King makes an interesting point and a lot of people seem to agree. "If you're going to be making trades this year, you're going to have to be making trades before the draft, or before the pick,'' Peterson said. That's because the NFL mandates each team inform the league with the exact trade terms before a draft-day deal can be official. With the new time limits, a first-round deal would have to be agreed upon by the six- or seven-minute mark of a team's draft period and a second-round deal by the three- or four-minute mark. That would give each team, theoretically, the time to phone draft central, tell the league the correct terms, and then have the team with the pick hand the card into the league. "[Coach] Herm [Edwards] and [Personnel VP] Billy Kuharich and I will go through all the what-ifs in the days before the draft," says Peterson, "and now we'll have to include trade talks the week before the draft. We have usually done our trading during the draft.

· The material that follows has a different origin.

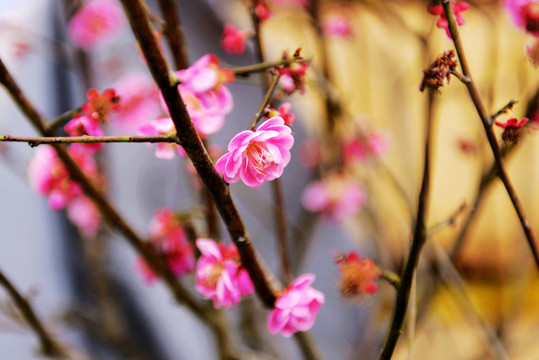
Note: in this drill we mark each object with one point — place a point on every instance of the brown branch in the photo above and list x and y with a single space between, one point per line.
192 144
493 142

It'll just shorten things up, and it'll facilitate teams calling you earlier.'' The Jets have been laying the groundwork for draft-day trades in the four or five days before the draft for several years. Said Jets GM Mike Tannenbaum: "The new timing puts a major emphasis on being prepared, not just on draft day but in the days before. Most of your groundwork is going to have to be laid 48, 72 hours before the draft.'' "I don't think we'll find there'll be much difference in how the draft runs,'' said new St. Louis GM Billy Devaney. "If you want to trade down, you're going to start the process sooner. But let's be honest: We all know who our pick is likely to be anyway as the draft progresses. It's a good move by the league.'' http://sportsillustrated.cnn.com/2008/writers/peter_king/04/14/draft/1.html
It will be harder, but not impossible to do draft day trades. Things must go much quicker, but as someone who plans on sitting his ass down in front of the TV all day, I'll appreciate that faster picks.
Amen brother, a lot of the times teams will just use all of their time regardless... If teams want to make a trade, I'm sure it's within their skill set to get it done within the shorter time period
i can see evey pick going down to the 2 or even 1 minute mark, since most teams waited 8-11 minutes until they made a pick. All this will do is make the war rooms pick up the phones faster. No one sits and sips coffee anymore, they get the deals done. It will add efficiency to the draft. Now only if they set fixed contracts for draft picks, the day would be complete.
We might see that day come faster than we think. Polian makes a good argument why these high Draft picks could become counterproductive to struggling teams when they become busts. When that day comes, and the new re-vamped Draft Value Chart on the horizon I think will make Drafts far more enjoyable and successful for teams, players and FO's.